WTI crude futures didn't move higher today after the Energy Information Administration confirmed the substantial inventory draw estimated by the American Petroleum Institute on Tuesday.
After the startling revision in U.S. oil demand in May, the EIA estimated an inventory draw of 17 million barrels for the final week of July, which compared with a modest decline of 700,000 barrels for the previous week.
The API on Tuesday reported that oil inventories in the U.S. had declined by 15.4 million barrels, which was the largest draw in years and immediately pushed oil prices even higher.
According to the EIA, on the other hand, at 439.8 million barrels crude oil inventories are 1% below the five-year average for this time of the year.
In gasoline, the authority estimated an inventory build of 1.5 million barrels for the last week of July, with production averaging 9.8 million barrels daily.
These figures compared with a stock decline of 800,000 barrels for the previous week and a production rate of 9.5 million barrels daily.
In middle distillates, the EIA reported an inventory decline of 800,000 barrels for the week to July 28, with production averaging 4.9 million bpd.
This compared with an inventory draw of 200,000 barrels for the previous week and a production rate of 4.8 million barrels daily.

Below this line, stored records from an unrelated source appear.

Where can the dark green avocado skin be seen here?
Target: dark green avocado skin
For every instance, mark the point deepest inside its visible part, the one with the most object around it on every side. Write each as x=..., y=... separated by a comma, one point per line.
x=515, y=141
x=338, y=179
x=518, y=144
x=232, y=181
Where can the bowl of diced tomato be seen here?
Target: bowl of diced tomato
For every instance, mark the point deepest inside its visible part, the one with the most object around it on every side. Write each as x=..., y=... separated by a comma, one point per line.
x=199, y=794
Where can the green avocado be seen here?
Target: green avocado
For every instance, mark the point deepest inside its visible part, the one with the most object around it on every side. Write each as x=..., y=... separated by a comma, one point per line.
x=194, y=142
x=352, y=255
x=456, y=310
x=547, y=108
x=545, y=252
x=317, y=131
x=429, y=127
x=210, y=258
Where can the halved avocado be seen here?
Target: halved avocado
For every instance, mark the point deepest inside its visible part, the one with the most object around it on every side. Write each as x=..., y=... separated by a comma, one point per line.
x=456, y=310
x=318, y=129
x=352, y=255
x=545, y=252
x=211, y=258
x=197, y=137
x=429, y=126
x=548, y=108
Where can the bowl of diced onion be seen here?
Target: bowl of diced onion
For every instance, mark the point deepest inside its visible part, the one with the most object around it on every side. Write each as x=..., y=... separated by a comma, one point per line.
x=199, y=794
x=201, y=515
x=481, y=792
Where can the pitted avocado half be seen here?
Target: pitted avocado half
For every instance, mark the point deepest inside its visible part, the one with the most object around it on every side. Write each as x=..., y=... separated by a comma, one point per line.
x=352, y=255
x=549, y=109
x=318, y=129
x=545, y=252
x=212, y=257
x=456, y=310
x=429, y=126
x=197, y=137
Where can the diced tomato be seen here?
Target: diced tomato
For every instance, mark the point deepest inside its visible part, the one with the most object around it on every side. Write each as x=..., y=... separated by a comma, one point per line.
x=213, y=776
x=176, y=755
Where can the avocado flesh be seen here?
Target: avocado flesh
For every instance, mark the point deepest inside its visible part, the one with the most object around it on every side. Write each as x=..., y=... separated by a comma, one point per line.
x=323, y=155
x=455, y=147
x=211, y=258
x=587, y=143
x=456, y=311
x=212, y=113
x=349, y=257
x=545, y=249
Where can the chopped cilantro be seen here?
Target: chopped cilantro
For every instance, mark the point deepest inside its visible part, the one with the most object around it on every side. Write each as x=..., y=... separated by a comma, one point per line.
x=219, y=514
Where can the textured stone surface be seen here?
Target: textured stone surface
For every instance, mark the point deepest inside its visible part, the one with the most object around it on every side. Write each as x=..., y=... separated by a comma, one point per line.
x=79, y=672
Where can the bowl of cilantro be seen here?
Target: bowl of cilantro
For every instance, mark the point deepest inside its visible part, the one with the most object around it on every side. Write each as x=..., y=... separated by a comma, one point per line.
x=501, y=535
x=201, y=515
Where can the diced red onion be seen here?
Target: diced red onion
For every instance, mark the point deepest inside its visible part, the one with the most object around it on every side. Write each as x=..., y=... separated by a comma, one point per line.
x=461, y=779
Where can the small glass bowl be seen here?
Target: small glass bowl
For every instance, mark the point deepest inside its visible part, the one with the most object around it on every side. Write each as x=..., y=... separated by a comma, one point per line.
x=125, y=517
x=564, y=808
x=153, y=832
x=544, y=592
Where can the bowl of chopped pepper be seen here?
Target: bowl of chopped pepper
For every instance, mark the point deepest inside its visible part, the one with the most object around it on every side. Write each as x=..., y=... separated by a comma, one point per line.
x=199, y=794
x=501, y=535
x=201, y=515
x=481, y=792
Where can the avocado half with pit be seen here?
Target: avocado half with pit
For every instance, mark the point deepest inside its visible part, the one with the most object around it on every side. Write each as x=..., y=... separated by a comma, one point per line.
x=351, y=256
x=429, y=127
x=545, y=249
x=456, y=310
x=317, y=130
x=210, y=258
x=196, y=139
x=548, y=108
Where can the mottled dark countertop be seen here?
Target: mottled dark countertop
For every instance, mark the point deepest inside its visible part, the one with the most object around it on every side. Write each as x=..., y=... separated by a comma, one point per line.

Meanwhile, West Texas Intermediate topped $82 per barrel earlier this week and Brent crude jumped above $85 per barrel as demand forecasts suggested a sizeable supply deficit for the second half of the year. Production remains constrained by OPEC+ cuts and outages.
As a result, the U.S. Department of Energy just pulled back an offer to buy 6 million barrels of crude for the strategic petroleum reserve. The offer was made in early July, when WTI was trading below $72.